Search code examples
rustintrinsicsavx512half-precision-float

How to call _mm256_mul_ph from rust?


_mm256_mul_ps is the Intel intrinsic for "Multiply packed single-precision (32-bit) floating-point elements". _mm256_mul_ph is the intrinsic for "Multiply packed half-precision (16-bit) floating-point elements ".

I can call _mm256_mul_ps from using using use std::arch::x86_64::*;, e.g.

#[inline]
fn mul(v: __m256, w: __m256) -> __m256 {
     unsafe { _mm256_mul_ps(v, w) }
}

However, it appears to be difficult to call _mm256_mul_ph. Can one call _mm256_mul_ph in Rust?


Solution

  • What you are looking for requires the AVX-512 FP16 and AVX-512 VL instruction sets - the former of which does not appear to have any support within Rust at the moment.

    You can potentially create your own intrinsics as-needed by using the asm! macro.

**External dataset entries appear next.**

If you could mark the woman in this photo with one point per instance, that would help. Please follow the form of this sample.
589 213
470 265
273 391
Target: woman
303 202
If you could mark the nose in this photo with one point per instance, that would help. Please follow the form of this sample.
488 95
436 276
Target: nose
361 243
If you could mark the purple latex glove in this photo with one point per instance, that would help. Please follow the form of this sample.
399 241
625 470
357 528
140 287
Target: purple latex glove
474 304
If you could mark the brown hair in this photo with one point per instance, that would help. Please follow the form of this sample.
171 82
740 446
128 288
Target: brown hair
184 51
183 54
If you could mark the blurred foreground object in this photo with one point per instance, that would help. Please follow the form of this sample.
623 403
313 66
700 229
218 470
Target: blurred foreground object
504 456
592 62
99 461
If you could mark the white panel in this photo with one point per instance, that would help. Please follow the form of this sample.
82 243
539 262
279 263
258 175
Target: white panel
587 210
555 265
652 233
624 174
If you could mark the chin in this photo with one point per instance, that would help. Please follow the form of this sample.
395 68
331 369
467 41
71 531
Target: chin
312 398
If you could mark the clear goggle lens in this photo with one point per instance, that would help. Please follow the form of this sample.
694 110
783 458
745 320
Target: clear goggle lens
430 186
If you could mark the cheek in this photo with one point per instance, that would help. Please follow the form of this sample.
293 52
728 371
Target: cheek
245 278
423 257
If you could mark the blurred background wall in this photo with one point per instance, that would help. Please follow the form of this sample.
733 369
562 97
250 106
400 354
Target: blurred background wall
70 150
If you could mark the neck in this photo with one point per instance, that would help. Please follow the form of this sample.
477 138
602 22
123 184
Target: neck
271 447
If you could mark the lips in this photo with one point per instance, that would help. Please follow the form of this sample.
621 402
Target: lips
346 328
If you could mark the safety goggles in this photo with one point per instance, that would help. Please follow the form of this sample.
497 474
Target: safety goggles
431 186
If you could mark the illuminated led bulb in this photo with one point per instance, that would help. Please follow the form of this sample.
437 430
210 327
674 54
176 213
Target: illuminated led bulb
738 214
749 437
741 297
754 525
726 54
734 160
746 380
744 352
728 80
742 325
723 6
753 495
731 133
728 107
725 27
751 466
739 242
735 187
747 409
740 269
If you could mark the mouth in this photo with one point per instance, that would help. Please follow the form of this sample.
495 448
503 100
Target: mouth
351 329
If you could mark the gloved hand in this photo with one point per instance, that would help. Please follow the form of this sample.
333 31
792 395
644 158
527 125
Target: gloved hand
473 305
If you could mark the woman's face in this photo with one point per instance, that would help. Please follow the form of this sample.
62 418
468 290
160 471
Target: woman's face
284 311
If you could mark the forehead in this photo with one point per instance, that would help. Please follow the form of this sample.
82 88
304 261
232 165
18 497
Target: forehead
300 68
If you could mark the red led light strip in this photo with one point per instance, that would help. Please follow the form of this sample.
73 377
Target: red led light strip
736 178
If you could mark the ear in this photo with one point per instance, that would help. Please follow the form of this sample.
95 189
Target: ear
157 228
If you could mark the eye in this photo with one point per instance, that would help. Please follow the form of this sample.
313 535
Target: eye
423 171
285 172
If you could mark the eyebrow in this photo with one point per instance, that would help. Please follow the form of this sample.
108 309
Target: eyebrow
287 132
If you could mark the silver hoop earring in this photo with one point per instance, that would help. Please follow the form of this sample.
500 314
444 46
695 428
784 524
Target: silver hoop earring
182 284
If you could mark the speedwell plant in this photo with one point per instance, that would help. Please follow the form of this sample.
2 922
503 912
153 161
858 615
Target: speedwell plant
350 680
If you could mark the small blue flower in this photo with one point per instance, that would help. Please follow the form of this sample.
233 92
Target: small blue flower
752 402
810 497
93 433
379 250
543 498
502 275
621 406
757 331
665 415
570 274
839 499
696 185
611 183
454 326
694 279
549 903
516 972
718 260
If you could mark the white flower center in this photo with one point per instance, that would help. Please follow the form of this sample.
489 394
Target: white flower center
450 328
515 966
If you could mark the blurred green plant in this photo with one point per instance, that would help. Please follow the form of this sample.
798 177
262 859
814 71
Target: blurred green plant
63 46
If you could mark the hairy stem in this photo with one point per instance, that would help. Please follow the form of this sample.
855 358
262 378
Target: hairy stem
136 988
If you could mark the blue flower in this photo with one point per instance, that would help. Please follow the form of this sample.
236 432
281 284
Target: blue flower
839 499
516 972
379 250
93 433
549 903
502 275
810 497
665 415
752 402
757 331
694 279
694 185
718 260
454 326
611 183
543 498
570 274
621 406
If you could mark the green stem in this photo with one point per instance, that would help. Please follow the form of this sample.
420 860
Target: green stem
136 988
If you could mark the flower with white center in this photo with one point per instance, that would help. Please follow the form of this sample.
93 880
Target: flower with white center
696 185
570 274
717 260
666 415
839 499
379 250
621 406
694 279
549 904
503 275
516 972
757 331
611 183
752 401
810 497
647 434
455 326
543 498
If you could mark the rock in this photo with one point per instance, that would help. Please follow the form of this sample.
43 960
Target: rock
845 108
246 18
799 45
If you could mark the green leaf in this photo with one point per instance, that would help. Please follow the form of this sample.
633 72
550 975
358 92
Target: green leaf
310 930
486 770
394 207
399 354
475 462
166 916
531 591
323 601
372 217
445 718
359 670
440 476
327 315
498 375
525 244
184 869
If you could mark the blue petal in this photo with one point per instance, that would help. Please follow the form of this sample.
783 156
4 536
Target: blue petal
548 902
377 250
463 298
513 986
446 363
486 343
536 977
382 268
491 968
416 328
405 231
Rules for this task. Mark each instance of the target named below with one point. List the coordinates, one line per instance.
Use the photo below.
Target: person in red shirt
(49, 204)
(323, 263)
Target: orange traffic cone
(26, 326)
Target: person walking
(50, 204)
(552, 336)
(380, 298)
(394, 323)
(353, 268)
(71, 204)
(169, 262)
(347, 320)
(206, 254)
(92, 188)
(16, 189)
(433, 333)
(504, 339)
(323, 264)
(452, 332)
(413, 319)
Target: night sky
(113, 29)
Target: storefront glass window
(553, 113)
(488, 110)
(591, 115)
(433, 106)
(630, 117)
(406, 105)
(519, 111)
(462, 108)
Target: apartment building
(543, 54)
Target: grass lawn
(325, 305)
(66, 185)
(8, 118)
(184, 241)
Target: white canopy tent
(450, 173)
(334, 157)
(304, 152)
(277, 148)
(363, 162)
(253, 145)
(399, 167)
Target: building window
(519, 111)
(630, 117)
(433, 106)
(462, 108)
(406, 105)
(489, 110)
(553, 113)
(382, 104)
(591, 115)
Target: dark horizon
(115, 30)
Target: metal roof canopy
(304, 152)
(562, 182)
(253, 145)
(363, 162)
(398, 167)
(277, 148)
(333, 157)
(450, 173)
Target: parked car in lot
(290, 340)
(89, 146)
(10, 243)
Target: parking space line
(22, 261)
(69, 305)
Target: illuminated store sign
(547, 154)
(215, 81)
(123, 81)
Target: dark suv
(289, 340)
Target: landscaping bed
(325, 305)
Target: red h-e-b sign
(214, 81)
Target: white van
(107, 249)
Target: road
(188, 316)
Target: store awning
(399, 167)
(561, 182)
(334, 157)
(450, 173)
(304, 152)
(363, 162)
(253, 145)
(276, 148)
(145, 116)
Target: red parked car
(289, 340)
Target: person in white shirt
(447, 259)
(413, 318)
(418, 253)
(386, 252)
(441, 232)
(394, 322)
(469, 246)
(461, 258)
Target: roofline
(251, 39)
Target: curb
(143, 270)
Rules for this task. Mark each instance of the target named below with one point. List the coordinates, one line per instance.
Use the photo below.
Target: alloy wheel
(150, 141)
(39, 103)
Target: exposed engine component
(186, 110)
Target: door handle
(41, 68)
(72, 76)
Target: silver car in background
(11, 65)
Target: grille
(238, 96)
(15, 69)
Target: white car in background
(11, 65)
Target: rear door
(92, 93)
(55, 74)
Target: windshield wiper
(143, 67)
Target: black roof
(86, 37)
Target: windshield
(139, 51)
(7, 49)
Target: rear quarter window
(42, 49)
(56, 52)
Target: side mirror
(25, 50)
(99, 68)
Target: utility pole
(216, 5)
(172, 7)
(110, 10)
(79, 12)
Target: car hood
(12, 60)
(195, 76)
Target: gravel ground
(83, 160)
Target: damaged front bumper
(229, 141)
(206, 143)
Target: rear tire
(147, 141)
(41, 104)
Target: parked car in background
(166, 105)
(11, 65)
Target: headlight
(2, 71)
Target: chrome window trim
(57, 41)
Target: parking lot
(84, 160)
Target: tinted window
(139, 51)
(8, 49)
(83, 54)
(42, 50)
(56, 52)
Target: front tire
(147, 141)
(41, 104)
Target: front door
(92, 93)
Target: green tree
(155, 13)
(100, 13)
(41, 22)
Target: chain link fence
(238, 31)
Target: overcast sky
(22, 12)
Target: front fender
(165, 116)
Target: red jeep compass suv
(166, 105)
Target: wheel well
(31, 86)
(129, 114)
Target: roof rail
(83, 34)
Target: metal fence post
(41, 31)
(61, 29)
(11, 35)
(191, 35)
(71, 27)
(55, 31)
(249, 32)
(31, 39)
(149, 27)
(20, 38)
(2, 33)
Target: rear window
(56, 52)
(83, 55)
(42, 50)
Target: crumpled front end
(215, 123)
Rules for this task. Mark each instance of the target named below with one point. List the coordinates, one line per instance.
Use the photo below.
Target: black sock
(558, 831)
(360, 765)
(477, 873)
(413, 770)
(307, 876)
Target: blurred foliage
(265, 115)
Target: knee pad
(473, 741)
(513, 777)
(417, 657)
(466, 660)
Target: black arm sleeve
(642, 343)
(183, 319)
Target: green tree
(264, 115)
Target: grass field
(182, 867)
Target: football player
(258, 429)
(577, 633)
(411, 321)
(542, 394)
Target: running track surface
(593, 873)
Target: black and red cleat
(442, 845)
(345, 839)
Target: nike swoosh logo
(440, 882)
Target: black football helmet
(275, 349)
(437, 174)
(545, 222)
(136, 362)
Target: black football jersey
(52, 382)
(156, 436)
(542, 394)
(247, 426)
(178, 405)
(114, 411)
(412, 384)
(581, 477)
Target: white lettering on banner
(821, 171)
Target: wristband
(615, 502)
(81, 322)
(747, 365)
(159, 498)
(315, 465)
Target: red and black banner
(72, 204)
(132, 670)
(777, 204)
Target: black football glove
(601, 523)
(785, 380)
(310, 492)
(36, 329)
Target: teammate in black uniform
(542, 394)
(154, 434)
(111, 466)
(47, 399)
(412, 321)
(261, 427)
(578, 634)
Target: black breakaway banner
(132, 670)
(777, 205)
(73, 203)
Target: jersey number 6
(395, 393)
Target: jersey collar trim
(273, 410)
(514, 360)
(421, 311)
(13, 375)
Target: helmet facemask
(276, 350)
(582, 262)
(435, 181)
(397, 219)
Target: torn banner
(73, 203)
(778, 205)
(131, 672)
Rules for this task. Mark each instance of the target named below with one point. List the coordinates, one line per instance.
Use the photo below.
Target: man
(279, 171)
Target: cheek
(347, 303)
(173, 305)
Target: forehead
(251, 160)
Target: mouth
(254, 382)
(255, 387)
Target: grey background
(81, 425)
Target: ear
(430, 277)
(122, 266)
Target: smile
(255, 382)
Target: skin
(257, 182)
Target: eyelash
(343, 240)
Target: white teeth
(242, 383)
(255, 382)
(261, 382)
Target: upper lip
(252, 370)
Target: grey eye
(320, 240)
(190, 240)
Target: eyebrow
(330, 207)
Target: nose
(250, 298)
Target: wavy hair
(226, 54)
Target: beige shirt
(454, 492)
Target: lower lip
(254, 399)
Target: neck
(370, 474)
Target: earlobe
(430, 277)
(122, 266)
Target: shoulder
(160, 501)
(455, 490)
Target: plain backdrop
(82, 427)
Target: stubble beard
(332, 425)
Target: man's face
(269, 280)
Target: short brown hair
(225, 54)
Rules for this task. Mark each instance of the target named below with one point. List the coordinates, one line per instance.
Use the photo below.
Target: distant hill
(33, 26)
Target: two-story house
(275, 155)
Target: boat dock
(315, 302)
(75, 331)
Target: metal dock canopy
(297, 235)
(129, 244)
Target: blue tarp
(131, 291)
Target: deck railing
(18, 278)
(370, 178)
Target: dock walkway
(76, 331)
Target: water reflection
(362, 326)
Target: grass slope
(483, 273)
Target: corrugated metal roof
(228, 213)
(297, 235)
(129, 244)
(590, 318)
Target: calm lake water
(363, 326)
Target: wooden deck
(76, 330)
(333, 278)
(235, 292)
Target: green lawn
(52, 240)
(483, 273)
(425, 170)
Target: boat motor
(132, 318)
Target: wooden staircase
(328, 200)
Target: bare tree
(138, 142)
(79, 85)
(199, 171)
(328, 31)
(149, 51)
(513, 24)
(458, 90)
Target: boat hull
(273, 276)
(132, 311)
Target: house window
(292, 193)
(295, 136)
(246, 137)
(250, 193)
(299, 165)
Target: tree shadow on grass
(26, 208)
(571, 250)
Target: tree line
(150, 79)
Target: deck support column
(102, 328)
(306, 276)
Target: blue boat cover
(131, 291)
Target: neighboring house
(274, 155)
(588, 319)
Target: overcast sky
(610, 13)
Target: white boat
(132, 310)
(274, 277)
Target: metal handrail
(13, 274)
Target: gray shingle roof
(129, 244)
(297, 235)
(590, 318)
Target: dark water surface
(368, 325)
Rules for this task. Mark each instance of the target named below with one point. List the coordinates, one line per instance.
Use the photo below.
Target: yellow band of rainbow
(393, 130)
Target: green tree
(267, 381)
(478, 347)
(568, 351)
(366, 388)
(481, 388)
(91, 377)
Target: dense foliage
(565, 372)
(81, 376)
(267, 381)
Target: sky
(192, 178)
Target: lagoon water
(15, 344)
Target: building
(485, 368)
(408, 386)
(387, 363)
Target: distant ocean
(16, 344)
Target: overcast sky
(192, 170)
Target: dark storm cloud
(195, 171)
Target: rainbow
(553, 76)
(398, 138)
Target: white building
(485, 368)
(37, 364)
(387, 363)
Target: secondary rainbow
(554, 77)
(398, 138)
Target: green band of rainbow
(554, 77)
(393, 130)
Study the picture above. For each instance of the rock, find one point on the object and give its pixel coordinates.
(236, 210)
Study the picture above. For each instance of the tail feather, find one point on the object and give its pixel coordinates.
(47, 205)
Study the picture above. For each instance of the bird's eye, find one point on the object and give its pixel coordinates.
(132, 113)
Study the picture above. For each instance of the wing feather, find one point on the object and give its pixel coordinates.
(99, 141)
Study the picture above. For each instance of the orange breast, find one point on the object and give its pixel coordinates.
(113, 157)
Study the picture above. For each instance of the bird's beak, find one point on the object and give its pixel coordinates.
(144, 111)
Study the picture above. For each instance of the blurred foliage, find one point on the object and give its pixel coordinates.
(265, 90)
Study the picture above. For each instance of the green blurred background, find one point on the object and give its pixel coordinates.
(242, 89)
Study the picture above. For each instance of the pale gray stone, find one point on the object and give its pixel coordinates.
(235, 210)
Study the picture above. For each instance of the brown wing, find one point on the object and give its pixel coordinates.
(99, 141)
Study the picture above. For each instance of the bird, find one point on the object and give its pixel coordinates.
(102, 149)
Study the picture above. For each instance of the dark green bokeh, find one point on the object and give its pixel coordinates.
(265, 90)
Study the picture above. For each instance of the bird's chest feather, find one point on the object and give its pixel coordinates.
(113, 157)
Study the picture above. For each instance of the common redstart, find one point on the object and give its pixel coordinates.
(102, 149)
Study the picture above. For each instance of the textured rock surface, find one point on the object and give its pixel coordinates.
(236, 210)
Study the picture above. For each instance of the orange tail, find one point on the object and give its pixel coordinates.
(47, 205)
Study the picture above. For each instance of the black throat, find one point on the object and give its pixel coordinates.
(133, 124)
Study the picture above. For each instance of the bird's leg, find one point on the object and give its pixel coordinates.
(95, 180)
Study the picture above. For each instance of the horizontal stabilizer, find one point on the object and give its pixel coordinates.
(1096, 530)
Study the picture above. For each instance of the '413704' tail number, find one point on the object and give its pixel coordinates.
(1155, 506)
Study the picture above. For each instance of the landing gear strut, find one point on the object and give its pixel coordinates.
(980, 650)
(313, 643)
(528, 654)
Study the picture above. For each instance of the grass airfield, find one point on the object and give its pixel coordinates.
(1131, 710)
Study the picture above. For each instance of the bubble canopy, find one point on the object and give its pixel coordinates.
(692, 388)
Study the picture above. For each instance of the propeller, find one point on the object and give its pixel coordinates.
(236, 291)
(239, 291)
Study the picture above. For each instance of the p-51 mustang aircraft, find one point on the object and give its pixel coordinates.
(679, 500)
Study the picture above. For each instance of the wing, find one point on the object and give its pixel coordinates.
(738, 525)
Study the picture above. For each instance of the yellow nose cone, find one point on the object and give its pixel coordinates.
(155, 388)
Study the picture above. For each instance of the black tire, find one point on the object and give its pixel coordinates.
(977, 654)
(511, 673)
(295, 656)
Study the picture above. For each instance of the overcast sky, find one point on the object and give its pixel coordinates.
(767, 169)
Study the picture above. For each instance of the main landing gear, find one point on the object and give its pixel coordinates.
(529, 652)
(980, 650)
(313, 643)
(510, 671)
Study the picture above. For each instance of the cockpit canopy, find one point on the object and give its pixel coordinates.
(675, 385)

The assembly for _mm256_mul_ph looks like this:

    vmulph ymm, ymm, ymm
    

    So the equivalent in Rust would be written like so:

    #[cfg(target_feature = "avx2")]
    unsafe fn _mm256_mul_ph(a: __m256i, b: __m256i) -> __m256i {
        let dst: __m256i;
    
        asm!(
            "vmulph {0}, {1}, {2}",
            out(ymm_reg) dst,
            in(ymm_reg) a,
            in(ymm_reg) b,
            options(pure, nomem, nostack),
        );
    
        dst
    }
    

    To make your own intrinsics for other instructions, please ensure you follow the guidelines for Rust's inline assembly as well as careful understanding of what the instructions do. Inline assembly is unsafe and can cause very weird behavior if specified improperly.

    Caveats:

    • This only works since the underlying machinery (LLVM 17 as of Rust 1.76) does support this instruction set. If you attempt to try this method on a brand new instruction set (or with an older toolchain) it may not work and fail to compile due to an "invalid instruction".

    • __m256i is used in lieu of a __m256h type since the latter does not exist. Currently __m256i is used as a "bag of bits" (documentation's words) so you must keep track yourself that it is holding f16x16 values.

    • The target_feature = "avx2" condition is woefully inadequate for properly limiting it to targets that can actually run this function. There is no avx512fp16 target feature flag available within Rust (_mm256_mul_ph in particular needs the avx512vl target feature flag as well but that also is not supported).

      You will either need to be careful that you only compile and run this code for architectures that support it - currently Intel Sapphire Rapids CPUs as far as I can tell. Or it might be better to introduce your own compilation flag which, while not perfect, would hopefully limit the scope of things going wrong.

      If compiled and executed on an unsupported architecture, you'll receive an "illegal instruction" error (in the best case).